Directed by Katherine Burke, May 4th Voices premiered on May 2, 2010, on the Kent State University campus. It offered the Kent community an opportunity to take ownership of its own tragic story and engage in a creative, healing dialogue. Now, with the publication of the play and its accompanying teacher’s guide and DVD, May 4th Voices brings to a national audience the emotional truth of this tragedy, connecting it to the larger issues of war, conflict, and trauma. A powerful work of testimony, May 4th Voices offers a new and unique contribution to the literature of the protest movement and the Vietnam era.

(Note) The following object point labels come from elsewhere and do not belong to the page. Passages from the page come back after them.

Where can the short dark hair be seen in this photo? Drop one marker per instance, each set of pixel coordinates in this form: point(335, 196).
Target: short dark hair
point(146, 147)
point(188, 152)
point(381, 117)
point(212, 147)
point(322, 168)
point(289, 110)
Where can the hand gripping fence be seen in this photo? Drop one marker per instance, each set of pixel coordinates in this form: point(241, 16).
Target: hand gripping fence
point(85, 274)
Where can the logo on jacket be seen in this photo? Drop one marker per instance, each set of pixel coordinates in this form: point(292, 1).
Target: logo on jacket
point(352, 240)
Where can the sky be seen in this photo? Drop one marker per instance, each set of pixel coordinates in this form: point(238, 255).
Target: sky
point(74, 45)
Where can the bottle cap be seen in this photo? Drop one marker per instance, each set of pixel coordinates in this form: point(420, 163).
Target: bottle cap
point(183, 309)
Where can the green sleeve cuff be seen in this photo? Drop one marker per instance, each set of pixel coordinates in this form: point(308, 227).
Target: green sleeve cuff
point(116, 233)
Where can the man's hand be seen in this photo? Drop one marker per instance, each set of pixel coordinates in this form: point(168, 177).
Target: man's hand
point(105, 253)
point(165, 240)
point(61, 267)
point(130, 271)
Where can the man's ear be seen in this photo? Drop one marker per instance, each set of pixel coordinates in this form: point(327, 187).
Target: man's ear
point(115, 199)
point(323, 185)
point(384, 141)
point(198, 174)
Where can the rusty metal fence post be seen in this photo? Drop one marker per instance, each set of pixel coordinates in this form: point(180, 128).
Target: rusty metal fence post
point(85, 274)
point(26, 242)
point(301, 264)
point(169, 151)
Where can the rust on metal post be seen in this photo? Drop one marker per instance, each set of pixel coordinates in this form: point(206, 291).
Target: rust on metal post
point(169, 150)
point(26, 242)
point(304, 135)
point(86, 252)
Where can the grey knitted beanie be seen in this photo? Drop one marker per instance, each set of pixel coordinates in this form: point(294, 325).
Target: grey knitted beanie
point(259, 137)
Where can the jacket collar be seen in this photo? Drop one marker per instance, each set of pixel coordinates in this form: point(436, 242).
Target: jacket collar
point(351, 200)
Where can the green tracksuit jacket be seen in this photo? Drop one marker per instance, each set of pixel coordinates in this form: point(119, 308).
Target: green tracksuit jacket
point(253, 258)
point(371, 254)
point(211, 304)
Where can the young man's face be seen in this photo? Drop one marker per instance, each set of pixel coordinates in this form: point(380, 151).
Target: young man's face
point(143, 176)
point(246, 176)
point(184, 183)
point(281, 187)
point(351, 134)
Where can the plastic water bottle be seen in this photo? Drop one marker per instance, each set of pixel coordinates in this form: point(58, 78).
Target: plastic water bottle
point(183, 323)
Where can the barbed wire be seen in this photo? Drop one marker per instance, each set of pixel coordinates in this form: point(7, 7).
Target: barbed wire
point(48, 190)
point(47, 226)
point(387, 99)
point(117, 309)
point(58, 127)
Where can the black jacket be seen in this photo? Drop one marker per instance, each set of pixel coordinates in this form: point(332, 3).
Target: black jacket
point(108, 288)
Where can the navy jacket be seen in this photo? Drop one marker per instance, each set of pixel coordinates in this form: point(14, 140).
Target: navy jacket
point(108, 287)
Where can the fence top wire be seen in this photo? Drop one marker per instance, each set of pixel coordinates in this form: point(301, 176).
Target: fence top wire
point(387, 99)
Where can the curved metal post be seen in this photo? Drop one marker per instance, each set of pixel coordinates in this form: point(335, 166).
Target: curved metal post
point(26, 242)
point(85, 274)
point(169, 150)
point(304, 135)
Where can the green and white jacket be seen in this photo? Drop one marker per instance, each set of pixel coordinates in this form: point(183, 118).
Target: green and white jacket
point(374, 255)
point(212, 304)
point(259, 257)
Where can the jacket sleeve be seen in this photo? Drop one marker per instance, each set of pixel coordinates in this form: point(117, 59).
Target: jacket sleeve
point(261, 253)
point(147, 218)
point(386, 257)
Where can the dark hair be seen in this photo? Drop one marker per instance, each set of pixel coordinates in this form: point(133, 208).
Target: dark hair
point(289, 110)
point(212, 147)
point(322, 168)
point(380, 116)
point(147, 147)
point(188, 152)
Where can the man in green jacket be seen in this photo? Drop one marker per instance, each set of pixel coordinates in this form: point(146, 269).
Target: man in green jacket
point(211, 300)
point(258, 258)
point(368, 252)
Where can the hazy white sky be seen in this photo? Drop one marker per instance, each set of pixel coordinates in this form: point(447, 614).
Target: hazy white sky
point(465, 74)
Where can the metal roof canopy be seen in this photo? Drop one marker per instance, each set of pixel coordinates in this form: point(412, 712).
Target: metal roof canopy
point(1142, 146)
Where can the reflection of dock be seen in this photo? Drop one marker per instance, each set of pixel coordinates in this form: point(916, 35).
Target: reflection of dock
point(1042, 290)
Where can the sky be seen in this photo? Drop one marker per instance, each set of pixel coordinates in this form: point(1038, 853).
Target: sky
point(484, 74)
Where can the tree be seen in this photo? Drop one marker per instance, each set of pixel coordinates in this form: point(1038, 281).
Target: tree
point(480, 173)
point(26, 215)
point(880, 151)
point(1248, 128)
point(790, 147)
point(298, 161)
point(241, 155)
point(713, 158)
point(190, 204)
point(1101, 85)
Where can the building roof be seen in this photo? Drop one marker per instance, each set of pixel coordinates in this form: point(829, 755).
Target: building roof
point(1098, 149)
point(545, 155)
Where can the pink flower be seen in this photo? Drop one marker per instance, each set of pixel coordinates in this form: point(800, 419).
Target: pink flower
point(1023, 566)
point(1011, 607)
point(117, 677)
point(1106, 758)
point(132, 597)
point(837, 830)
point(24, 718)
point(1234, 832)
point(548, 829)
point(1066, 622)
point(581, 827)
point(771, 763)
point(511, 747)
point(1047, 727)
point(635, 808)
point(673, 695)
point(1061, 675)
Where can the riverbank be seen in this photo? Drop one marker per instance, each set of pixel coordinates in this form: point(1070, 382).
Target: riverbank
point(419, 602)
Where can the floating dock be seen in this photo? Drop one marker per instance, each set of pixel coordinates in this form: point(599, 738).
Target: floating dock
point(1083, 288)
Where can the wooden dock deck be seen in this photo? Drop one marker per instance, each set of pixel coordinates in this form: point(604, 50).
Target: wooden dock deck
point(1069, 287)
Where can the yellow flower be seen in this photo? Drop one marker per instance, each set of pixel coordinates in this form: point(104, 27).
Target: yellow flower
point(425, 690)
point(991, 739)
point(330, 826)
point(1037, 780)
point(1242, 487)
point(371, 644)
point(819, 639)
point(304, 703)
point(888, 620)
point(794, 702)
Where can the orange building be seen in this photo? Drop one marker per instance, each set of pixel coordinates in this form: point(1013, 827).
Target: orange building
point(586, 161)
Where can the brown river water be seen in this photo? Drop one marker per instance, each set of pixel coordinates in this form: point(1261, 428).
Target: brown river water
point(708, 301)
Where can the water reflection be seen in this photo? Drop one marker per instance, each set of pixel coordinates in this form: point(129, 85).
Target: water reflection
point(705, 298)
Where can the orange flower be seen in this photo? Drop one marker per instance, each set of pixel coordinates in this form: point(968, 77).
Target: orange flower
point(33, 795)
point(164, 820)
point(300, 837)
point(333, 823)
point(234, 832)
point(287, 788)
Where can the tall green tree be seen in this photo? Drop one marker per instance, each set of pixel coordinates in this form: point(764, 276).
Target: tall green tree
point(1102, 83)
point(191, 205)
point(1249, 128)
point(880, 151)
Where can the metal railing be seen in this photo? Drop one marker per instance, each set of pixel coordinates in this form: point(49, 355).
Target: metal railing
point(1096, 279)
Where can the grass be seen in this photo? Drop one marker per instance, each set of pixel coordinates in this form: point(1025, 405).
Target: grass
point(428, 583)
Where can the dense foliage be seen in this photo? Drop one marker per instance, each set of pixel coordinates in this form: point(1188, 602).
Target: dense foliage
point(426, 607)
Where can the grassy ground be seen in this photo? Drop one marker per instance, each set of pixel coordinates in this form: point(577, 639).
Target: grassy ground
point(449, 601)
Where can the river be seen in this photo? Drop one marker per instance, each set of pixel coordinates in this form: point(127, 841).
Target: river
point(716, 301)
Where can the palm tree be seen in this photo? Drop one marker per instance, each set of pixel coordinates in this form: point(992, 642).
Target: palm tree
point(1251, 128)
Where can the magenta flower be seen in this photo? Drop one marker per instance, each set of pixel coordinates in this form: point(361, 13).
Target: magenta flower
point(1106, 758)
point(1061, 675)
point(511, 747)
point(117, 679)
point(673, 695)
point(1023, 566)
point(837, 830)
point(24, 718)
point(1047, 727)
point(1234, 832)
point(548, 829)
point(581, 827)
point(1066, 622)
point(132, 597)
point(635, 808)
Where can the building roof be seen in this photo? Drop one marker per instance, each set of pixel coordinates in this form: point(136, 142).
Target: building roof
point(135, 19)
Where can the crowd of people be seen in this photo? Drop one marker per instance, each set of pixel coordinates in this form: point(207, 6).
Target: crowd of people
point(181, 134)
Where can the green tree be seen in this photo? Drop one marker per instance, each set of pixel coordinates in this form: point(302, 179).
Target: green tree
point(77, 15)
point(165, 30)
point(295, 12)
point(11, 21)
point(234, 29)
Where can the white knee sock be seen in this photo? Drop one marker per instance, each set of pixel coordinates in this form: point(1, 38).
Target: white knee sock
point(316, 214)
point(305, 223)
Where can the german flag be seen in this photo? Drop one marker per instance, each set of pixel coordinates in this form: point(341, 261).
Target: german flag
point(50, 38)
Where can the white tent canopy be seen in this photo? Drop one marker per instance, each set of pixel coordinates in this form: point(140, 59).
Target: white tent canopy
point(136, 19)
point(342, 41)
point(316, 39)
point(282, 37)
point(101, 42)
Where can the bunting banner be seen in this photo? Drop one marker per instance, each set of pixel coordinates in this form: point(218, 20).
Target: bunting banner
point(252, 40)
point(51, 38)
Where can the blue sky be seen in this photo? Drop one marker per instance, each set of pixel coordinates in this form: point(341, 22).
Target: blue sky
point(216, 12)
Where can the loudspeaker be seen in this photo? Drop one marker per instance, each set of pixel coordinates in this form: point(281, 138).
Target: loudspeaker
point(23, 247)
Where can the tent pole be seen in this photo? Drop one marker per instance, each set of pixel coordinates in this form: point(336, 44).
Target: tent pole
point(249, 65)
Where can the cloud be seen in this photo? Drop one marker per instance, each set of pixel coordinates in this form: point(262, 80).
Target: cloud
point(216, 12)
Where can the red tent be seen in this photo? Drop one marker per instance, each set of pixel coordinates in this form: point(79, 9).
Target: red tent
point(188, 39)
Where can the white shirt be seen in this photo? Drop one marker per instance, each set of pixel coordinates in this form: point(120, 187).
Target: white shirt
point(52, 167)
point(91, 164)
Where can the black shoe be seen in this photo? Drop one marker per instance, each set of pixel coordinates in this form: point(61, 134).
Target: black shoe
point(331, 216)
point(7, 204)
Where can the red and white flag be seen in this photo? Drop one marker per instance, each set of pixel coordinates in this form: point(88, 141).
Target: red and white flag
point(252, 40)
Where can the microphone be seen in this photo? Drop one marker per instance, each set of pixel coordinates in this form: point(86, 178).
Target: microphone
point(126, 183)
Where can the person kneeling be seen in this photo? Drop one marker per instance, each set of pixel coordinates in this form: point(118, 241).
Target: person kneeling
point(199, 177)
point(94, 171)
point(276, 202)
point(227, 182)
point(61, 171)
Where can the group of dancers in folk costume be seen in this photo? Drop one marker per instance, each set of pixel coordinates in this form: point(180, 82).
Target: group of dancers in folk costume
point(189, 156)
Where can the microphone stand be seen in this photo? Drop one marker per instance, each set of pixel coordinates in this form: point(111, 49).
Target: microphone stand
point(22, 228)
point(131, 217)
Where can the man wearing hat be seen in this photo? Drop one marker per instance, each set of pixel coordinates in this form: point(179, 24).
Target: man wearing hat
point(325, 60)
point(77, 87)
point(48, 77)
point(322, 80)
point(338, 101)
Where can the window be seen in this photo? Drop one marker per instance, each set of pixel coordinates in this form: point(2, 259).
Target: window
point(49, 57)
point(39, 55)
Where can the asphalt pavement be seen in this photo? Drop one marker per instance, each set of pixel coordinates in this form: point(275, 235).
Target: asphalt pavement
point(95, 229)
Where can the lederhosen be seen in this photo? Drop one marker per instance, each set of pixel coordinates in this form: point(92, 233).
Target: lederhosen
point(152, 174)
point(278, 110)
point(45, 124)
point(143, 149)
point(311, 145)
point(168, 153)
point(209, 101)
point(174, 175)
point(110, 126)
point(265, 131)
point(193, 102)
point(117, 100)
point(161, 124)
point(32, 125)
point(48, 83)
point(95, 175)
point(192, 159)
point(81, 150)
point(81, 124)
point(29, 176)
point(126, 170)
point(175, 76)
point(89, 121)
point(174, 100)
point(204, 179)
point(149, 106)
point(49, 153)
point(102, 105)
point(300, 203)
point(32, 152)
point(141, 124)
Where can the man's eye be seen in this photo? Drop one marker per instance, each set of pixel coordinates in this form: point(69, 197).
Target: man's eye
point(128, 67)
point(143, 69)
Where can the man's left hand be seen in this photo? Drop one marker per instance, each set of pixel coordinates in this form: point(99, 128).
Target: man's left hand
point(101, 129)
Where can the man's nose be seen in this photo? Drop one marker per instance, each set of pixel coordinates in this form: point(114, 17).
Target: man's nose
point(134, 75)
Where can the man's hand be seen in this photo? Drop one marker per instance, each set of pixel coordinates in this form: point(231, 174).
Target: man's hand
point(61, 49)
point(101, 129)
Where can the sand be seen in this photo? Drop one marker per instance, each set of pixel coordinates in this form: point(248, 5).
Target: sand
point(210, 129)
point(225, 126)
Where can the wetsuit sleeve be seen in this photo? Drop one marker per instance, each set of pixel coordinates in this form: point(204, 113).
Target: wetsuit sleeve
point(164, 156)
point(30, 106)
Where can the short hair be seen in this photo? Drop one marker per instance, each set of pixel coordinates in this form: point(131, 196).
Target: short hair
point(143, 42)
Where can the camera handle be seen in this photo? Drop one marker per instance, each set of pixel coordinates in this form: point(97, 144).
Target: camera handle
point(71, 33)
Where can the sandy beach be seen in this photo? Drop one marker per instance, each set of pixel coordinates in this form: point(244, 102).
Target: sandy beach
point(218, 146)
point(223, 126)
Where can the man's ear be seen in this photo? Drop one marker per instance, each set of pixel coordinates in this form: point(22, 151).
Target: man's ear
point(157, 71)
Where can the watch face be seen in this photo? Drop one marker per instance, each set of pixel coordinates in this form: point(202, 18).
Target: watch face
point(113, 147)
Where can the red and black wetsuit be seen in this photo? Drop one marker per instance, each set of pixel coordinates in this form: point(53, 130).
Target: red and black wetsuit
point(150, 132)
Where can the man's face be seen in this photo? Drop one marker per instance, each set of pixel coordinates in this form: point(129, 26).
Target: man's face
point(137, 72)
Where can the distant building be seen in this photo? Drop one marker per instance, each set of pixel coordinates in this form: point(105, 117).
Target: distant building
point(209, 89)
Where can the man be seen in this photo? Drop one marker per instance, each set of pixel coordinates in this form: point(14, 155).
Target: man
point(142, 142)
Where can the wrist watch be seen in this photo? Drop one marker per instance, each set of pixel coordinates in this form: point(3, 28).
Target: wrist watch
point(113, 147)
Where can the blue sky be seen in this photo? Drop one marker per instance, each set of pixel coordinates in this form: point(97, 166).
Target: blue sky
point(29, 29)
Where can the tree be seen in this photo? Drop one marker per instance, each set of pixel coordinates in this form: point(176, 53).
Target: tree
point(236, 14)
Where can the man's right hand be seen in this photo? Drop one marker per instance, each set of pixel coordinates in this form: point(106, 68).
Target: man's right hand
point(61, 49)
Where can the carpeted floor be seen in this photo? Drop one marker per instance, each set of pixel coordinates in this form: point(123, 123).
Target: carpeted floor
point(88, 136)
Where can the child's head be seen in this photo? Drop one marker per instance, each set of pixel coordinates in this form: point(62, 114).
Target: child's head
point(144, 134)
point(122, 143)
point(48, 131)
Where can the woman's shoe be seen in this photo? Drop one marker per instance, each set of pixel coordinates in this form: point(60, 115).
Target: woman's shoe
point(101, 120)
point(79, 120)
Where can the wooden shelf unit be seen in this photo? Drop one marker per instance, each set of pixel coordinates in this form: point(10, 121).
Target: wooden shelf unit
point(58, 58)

**See also the May 4th Voices DVD (ISBN 978-1-60635-187-1) and A Teacher’s Resource Book for May 4th Voices (ISBN 978-1-60635-166-6).

Author Bio
David Hassler directs the Wick Poetry Center at Kent State University and is the author of two books of poems, most recently Red Kimono, Yellow Barn, for which he was awarded Ohio Poet of the Year. He is the author of Growing Season: The Life of a Migrant Community (The Kent State University Press, 2006) and coeditor of Learning by Heart: Contemporary American Poetry about School, After the Bell: Contemporary American Prose about School, and A Place to Grow: Voices and Images of Urban Gardeners.